# Does the average income per capita of the county impact the housing price?
dagify(
Inc ~ Pop,
P ~ Inc + Pop
) %>%
ggplot(aes(x = x, y = y, xend = xend, yend = yend)) +
geom_dag_point() +
geom_dag_edges_arc() +
geom_dag_text() +
theme_dag()
\[ (1) Pop \rightarrow P \] \[ (2) Pop \rightarrow Inc \rightarrow P \]
# The POPULATION (POP) is a CONFOUNDER, as it impact both the INCOME PER CAPITA (INC) and the HOUSING PRICE (P). If a factor impact both the explanatory variable and outcome variable, it is a CONFOUNDER.
\[ log(P_{it}) = IncomeperCapita_{t}\beta_{1} + Population_{t}\beta_{2} + \gamma_{s} + \delta_{t} + \epsilon_{it} \]
# Load the housing data
housingdata <- readRDS("testdata20250121.RDS")

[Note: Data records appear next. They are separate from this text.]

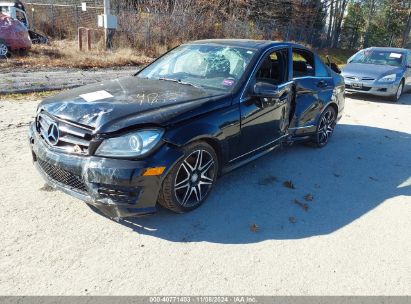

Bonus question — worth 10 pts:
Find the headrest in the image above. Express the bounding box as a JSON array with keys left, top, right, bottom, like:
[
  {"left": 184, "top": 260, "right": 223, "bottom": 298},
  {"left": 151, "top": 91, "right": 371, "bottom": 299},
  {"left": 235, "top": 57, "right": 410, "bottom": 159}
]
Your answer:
[
  {"left": 205, "top": 54, "right": 230, "bottom": 76},
  {"left": 293, "top": 60, "right": 308, "bottom": 73}
]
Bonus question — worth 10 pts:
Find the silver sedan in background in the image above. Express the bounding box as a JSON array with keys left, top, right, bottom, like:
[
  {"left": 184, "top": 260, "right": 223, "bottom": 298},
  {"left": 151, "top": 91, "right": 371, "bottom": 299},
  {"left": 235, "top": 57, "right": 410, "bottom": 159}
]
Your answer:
[{"left": 342, "top": 47, "right": 411, "bottom": 102}]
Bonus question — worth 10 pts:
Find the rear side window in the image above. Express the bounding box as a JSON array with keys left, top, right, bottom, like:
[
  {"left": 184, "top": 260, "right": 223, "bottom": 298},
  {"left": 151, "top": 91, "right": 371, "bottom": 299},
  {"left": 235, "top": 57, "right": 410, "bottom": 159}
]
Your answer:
[
  {"left": 315, "top": 56, "right": 330, "bottom": 77},
  {"left": 292, "top": 49, "right": 315, "bottom": 78}
]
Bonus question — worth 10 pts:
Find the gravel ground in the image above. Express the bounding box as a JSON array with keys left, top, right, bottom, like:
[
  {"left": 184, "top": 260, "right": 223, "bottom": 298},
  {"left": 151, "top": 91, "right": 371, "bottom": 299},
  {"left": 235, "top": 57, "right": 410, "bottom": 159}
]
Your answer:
[
  {"left": 0, "top": 93, "right": 410, "bottom": 295},
  {"left": 0, "top": 67, "right": 138, "bottom": 94}
]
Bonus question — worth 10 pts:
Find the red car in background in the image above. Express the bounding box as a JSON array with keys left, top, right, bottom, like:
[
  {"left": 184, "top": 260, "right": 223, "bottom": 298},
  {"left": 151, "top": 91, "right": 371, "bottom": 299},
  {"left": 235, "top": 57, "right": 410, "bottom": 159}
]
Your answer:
[{"left": 0, "top": 12, "right": 31, "bottom": 57}]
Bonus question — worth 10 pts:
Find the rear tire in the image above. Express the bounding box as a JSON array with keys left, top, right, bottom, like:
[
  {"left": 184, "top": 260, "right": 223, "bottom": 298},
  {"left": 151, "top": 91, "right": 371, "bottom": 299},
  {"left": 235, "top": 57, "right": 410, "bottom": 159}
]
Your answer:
[
  {"left": 312, "top": 106, "right": 337, "bottom": 148},
  {"left": 158, "top": 141, "right": 218, "bottom": 213}
]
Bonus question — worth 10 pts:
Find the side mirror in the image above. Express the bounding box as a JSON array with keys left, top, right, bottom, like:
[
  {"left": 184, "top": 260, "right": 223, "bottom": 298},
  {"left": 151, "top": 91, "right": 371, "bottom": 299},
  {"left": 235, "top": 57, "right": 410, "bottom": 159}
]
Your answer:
[{"left": 251, "top": 82, "right": 278, "bottom": 97}]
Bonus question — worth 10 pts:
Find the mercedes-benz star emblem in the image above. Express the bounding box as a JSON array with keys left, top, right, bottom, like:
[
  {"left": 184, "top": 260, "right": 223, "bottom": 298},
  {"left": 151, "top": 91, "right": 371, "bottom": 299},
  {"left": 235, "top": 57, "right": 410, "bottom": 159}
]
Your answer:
[{"left": 47, "top": 123, "right": 60, "bottom": 146}]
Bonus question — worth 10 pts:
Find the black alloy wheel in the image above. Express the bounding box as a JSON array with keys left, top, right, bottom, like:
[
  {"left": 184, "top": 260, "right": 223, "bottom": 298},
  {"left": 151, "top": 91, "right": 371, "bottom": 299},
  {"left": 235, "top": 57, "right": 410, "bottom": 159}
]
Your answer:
[
  {"left": 313, "top": 106, "right": 337, "bottom": 148},
  {"left": 159, "top": 142, "right": 218, "bottom": 213}
]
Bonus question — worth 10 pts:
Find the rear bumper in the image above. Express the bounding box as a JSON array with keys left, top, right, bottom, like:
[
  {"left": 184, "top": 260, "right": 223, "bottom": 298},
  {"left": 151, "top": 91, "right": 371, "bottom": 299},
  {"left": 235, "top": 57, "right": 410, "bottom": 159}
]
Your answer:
[{"left": 29, "top": 122, "right": 183, "bottom": 218}]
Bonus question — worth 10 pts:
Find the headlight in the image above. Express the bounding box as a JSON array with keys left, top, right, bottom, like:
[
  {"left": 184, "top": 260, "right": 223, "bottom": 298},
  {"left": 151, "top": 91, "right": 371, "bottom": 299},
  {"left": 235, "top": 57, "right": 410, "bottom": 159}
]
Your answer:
[
  {"left": 95, "top": 129, "right": 164, "bottom": 157},
  {"left": 378, "top": 74, "right": 396, "bottom": 83}
]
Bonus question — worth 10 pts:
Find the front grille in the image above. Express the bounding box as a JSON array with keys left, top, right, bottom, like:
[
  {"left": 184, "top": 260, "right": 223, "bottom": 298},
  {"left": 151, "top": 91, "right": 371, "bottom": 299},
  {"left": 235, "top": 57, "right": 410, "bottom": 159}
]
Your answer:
[
  {"left": 345, "top": 84, "right": 372, "bottom": 91},
  {"left": 37, "top": 159, "right": 87, "bottom": 193},
  {"left": 98, "top": 186, "right": 141, "bottom": 204},
  {"left": 36, "top": 111, "right": 93, "bottom": 155},
  {"left": 344, "top": 76, "right": 375, "bottom": 81}
]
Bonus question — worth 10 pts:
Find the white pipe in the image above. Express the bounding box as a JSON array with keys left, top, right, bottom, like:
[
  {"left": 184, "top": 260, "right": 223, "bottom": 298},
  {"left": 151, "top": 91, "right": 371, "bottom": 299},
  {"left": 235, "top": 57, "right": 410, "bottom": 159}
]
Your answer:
[{"left": 103, "top": 0, "right": 110, "bottom": 16}]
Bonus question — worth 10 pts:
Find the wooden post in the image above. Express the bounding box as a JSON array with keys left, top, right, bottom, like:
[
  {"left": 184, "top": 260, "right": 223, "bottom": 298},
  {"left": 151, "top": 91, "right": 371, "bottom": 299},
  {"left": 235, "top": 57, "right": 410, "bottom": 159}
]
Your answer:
[
  {"left": 103, "top": 0, "right": 110, "bottom": 50},
  {"left": 87, "top": 29, "right": 92, "bottom": 51},
  {"left": 78, "top": 27, "right": 83, "bottom": 51}
]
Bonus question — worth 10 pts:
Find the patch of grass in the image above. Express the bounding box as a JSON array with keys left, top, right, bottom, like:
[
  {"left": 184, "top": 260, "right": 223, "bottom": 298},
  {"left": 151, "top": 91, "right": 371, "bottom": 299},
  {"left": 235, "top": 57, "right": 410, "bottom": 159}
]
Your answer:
[
  {"left": 318, "top": 48, "right": 356, "bottom": 67},
  {"left": 0, "top": 90, "right": 60, "bottom": 101},
  {"left": 0, "top": 40, "right": 153, "bottom": 70}
]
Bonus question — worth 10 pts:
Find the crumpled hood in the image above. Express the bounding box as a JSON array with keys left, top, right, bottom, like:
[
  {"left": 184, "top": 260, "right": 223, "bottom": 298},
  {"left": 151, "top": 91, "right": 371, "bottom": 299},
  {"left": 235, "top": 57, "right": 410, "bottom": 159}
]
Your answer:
[
  {"left": 38, "top": 76, "right": 228, "bottom": 133},
  {"left": 342, "top": 63, "right": 403, "bottom": 79}
]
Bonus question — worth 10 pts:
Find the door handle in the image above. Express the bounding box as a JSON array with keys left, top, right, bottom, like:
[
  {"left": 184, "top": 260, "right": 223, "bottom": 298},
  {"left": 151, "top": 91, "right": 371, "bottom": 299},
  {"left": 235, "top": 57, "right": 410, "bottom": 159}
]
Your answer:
[{"left": 316, "top": 80, "right": 328, "bottom": 88}]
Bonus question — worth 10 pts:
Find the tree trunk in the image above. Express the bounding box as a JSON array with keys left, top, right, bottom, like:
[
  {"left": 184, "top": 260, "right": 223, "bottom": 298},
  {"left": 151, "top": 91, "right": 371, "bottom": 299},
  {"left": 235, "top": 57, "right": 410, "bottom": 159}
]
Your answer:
[
  {"left": 402, "top": 9, "right": 411, "bottom": 47},
  {"left": 331, "top": 0, "right": 348, "bottom": 48},
  {"left": 327, "top": 0, "right": 334, "bottom": 47},
  {"left": 363, "top": 0, "right": 376, "bottom": 48}
]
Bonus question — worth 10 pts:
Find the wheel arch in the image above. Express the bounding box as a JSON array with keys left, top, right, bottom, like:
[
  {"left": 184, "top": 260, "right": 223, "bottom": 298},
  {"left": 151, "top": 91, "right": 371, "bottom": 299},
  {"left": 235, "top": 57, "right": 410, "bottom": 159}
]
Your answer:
[
  {"left": 163, "top": 122, "right": 225, "bottom": 175},
  {"left": 326, "top": 102, "right": 339, "bottom": 117},
  {"left": 315, "top": 102, "right": 339, "bottom": 129},
  {"left": 195, "top": 137, "right": 223, "bottom": 176}
]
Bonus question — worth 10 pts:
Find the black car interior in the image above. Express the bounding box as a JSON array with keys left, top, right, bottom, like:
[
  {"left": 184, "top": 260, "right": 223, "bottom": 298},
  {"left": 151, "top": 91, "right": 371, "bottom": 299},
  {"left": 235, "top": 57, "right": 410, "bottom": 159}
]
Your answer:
[
  {"left": 256, "top": 50, "right": 288, "bottom": 85},
  {"left": 292, "top": 49, "right": 315, "bottom": 78},
  {"left": 205, "top": 54, "right": 231, "bottom": 78}
]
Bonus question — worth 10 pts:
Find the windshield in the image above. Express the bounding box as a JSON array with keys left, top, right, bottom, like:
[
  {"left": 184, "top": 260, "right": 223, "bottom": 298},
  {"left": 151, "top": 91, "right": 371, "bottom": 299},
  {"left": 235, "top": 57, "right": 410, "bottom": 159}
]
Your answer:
[
  {"left": 350, "top": 50, "right": 404, "bottom": 67},
  {"left": 137, "top": 44, "right": 256, "bottom": 92}
]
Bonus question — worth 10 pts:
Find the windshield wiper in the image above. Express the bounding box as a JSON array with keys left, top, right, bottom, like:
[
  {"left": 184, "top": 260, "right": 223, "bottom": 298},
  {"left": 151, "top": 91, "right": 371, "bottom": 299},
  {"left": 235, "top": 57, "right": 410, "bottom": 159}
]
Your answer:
[{"left": 158, "top": 77, "right": 202, "bottom": 89}]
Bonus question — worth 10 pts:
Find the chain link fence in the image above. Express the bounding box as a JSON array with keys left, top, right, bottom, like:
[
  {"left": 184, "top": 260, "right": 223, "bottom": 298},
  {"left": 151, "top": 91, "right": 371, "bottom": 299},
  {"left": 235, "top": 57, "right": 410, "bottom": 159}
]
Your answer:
[
  {"left": 23, "top": 0, "right": 327, "bottom": 54},
  {"left": 26, "top": 1, "right": 103, "bottom": 39}
]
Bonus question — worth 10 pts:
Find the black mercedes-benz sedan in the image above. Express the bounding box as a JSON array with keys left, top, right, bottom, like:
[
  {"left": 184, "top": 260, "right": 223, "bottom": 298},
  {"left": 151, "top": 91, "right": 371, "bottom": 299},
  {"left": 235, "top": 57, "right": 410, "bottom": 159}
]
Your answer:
[{"left": 29, "top": 39, "right": 345, "bottom": 218}]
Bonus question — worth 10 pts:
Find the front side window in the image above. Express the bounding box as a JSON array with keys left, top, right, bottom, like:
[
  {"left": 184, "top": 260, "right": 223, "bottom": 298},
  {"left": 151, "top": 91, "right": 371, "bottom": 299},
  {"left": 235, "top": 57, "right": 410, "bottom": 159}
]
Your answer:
[
  {"left": 350, "top": 50, "right": 404, "bottom": 67},
  {"left": 15, "top": 9, "right": 27, "bottom": 27},
  {"left": 255, "top": 48, "right": 289, "bottom": 85},
  {"left": 137, "top": 44, "right": 256, "bottom": 92}
]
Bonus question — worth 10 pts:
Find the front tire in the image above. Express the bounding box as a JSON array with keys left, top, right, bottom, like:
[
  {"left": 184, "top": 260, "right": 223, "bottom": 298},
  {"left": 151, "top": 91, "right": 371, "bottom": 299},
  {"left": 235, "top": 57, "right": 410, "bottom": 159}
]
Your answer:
[
  {"left": 312, "top": 106, "right": 337, "bottom": 148},
  {"left": 0, "top": 40, "right": 9, "bottom": 58},
  {"left": 158, "top": 142, "right": 218, "bottom": 213},
  {"left": 391, "top": 80, "right": 404, "bottom": 103}
]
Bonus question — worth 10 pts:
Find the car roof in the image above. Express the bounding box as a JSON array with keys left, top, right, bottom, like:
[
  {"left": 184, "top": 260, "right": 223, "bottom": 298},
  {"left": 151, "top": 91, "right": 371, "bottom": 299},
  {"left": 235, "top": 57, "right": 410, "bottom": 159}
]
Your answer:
[
  {"left": 188, "top": 39, "right": 308, "bottom": 51},
  {"left": 367, "top": 47, "right": 408, "bottom": 53}
]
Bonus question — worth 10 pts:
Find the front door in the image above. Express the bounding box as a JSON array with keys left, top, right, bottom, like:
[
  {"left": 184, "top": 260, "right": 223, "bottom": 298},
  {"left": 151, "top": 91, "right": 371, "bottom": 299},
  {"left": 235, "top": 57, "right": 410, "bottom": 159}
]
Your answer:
[{"left": 237, "top": 48, "right": 293, "bottom": 159}]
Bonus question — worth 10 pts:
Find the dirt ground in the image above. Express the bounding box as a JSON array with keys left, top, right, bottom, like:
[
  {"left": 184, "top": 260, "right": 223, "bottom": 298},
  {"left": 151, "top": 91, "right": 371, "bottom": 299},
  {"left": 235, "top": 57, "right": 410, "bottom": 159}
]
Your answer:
[
  {"left": 0, "top": 67, "right": 138, "bottom": 94},
  {"left": 0, "top": 92, "right": 410, "bottom": 295}
]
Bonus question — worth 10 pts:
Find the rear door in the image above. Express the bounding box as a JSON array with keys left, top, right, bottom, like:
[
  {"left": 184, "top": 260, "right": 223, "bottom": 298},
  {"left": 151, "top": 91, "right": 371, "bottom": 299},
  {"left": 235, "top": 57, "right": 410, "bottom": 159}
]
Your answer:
[{"left": 290, "top": 48, "right": 334, "bottom": 133}]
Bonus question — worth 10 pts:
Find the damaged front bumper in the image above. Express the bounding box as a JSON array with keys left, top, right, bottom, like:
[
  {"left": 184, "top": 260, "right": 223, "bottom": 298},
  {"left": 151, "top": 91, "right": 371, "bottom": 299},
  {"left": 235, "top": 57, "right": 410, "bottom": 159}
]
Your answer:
[{"left": 28, "top": 122, "right": 183, "bottom": 218}]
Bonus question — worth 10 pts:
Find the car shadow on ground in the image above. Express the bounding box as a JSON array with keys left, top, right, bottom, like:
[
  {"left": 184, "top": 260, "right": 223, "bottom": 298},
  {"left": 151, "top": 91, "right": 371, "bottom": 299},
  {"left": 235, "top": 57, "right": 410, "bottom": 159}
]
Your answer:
[
  {"left": 347, "top": 91, "right": 411, "bottom": 105},
  {"left": 113, "top": 122, "right": 411, "bottom": 244}
]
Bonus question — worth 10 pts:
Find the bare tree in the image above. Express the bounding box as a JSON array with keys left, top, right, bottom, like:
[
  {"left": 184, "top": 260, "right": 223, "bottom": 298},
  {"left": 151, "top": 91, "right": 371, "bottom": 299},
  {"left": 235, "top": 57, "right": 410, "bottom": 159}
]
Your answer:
[{"left": 402, "top": 0, "right": 411, "bottom": 47}]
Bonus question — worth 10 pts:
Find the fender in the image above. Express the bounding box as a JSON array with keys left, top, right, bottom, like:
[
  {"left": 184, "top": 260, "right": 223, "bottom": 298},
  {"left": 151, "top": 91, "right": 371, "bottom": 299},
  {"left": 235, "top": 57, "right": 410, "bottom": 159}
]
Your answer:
[
  {"left": 162, "top": 104, "right": 241, "bottom": 168},
  {"left": 163, "top": 121, "right": 222, "bottom": 147}
]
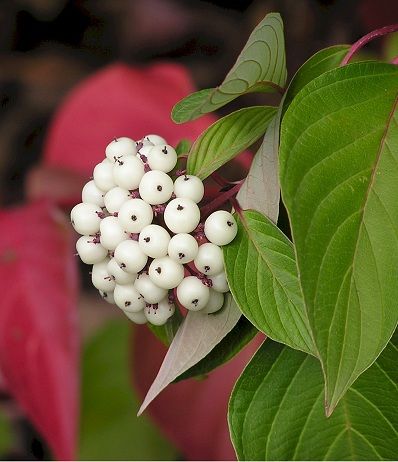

# Extract the day, month, and year
housingdata$sale_date <- as.integer(housingdata$sale_date)
housingdata$day <- 100 * ((housingdata$sale_date / 100) - round(housingdata$sale_date / 100))
housingdata$month <- 100 * (((housingdata$sale_date - housingdata$day) / 10000) - round((housingdata$sale_date - housingdata$day) / 10000))
housingdata$year <- round(housingdata$sale_date / 10000)
# Generate categorical variables by year built
housingdata$year_built_very_old <- ifelse(housingdata$year_built < 1960, 1, 0)
housingdata$year_built_quite_old <- ifelse(housingdata$year_built >= 1960 & housingdata$year_built < 1980, 1, 0)
housingdata$year_built_quite_new <- ifelse(housingdata$year_built >= 1980 & housingdata$year_built < 2000, 1, 0)
housingdata$year_built_very_new <- ifelse(housingdata$year_built >= 2000, 1, 0)
housingdata$year_built_grp <- 1 * housingdata$year_built_very_old + 2 * housingdata$year_built_quite_old + 3 * housingdata$year_built_quite_new + 4 * housingdata$year_built_very_new
housingdata$log_sale_amount <- log(housingdata$sale_amount)
# Load the HPI data
hpidata <- read_excel("hpi_po_us_and_census.xls")
# Clean the data to corresponding range
hpidata <- hpidata[hpidata$division != "USA", ]
hpidata <- hpidata[hpidata$year >= 2008, ]
# Re-adjust HPI according to the new base
hpi_base <- hpidata %>%
group_by(division) %>%
slice(1)
hpi_base$base <- hpi_base$index_po_seasonally_adjusted
hpi_base <- subset(hpi_base, select = c(division, base))
hpidata <- merge(hpidata, hpi_base, by = "division")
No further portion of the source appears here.